The following command-line sample displays all computed high-level monitoring indicators

1
2
3
4
5
6
7
$ curl -sS -X GET 'http://localhost:9200/platform-health-*/_search?sort=@timestamp:desc&size=1&q=platform.id:mytenant-ltr-a%20AND%20platform.health_code:>0%20AND%20@timestamp:>now-15m'| jq -c '.hits.hits[]._source | keys[] as $key | select(.[$key]|type=="object") | {"key":$key,"health_code":.[$key].health_code}'

{"key":"kafka","health_code":1}
{"key":"platform","health_code":1}
{"key":"shiva","health_code":1}
{"key":"storm","health_code":1}
{"key":"zookeeper","health_code":1}

Note

To learn more about Jq, a lightweight and flexible command-line JSON processor, refer to the official documentation.
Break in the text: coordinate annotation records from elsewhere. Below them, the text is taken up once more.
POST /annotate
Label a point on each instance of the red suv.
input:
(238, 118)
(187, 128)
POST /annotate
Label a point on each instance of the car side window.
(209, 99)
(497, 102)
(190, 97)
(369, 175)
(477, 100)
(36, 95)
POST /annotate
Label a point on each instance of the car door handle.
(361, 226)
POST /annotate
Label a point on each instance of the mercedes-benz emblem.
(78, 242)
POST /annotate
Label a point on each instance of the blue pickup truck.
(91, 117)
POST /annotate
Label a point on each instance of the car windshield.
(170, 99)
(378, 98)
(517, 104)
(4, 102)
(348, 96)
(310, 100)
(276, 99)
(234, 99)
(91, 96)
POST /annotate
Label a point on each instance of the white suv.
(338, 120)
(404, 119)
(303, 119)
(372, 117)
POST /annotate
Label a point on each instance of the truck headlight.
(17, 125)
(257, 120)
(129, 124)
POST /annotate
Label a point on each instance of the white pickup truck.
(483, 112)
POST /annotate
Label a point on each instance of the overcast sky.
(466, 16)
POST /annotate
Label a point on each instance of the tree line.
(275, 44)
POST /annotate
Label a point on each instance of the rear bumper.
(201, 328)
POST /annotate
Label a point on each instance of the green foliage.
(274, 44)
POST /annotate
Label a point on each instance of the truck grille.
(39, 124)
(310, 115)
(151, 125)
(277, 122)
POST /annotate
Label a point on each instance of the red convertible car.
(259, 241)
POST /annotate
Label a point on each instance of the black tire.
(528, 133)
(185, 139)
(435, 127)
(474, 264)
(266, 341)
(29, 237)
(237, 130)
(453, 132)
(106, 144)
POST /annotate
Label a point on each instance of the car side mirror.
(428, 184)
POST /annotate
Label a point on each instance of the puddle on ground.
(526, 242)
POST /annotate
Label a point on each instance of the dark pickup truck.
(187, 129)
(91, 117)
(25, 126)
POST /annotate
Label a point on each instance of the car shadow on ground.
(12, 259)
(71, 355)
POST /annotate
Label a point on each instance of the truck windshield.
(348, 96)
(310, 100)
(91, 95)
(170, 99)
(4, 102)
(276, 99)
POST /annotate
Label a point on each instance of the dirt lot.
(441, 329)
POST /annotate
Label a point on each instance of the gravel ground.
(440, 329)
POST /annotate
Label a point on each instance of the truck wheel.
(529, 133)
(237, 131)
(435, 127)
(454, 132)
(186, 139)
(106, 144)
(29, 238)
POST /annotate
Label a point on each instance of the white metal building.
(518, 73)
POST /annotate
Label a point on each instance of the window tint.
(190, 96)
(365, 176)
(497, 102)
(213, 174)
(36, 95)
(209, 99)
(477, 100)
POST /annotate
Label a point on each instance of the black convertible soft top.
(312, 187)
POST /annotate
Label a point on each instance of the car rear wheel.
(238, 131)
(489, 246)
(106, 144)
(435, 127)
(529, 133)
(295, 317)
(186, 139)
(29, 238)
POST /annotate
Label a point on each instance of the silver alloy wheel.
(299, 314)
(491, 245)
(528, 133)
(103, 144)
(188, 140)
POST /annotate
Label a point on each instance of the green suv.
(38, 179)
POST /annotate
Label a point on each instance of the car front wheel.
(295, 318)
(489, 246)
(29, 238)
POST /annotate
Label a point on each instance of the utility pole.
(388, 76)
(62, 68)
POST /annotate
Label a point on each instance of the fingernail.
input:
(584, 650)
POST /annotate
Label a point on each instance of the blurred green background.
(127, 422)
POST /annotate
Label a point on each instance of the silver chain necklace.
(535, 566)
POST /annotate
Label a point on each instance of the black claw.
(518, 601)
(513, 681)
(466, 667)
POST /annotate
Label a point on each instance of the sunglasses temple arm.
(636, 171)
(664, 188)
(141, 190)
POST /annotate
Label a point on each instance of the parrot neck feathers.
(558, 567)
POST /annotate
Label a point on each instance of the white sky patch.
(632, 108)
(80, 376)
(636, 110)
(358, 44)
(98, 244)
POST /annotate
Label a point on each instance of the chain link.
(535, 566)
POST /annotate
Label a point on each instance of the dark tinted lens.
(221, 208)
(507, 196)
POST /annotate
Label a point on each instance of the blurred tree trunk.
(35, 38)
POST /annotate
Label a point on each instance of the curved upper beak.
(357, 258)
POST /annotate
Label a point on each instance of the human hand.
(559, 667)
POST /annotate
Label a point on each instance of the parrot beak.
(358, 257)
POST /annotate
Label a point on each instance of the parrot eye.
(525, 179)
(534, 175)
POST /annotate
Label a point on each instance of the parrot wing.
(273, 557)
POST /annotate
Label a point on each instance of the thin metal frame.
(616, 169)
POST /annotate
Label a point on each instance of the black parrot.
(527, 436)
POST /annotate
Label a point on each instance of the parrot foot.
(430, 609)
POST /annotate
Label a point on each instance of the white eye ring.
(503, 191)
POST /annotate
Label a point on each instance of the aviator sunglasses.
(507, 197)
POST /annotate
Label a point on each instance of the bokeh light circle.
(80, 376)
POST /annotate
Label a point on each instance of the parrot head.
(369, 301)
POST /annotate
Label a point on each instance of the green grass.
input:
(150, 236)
Platform health computation and forwarding

  • The platform health documents are computed by the platform monitoring tasks runnning in a channel of one of the platform tenant ("platform" tenant on a back-office platform).
  • On LTR, the platform health documents are forwarded to the back-office through a metrics-forwarding channel (same as for channels metrics or platform metrics).

For information about running the platform health monitoring service, please refer to Platform monitoring task setup

(Optional) Backlog Metrics Supervision

The "backlog" is the amount of messages that are stored in a Kafka topic, but have not yet be processed by the consuming layer(s) of PunchPlatform channels.

Because the PunchPlatform inbuilt log channels health monitoring system is based on monitoring latencies inside the log channels, the backlog raising is automatically monitored for channels that have autotest latency control paths configured to encompass the kafka buffering (i.e with at least one latency control path with a start point at a spout somewhere ABOVE the kafka layer, and an end point somewhere AFTER the kafka layer). This configuration SHOULD be done for each channel, in order to have automatic monitoring of unusual backlog (which might mean unsufficient configured processing capability for this channel, or incoming messages flood on this specific channel).

Nevertheless, it is additionnaly possible to externally configure a separate (not punchplatform-provided) alerting tool to raise alerts in case of high messages backlog : by using REST request to the elasticsearch REST API (using metrics backend Virtual IP), Supervision can retrieve mean values of the backlogs of any channels that includes a Kafka spout.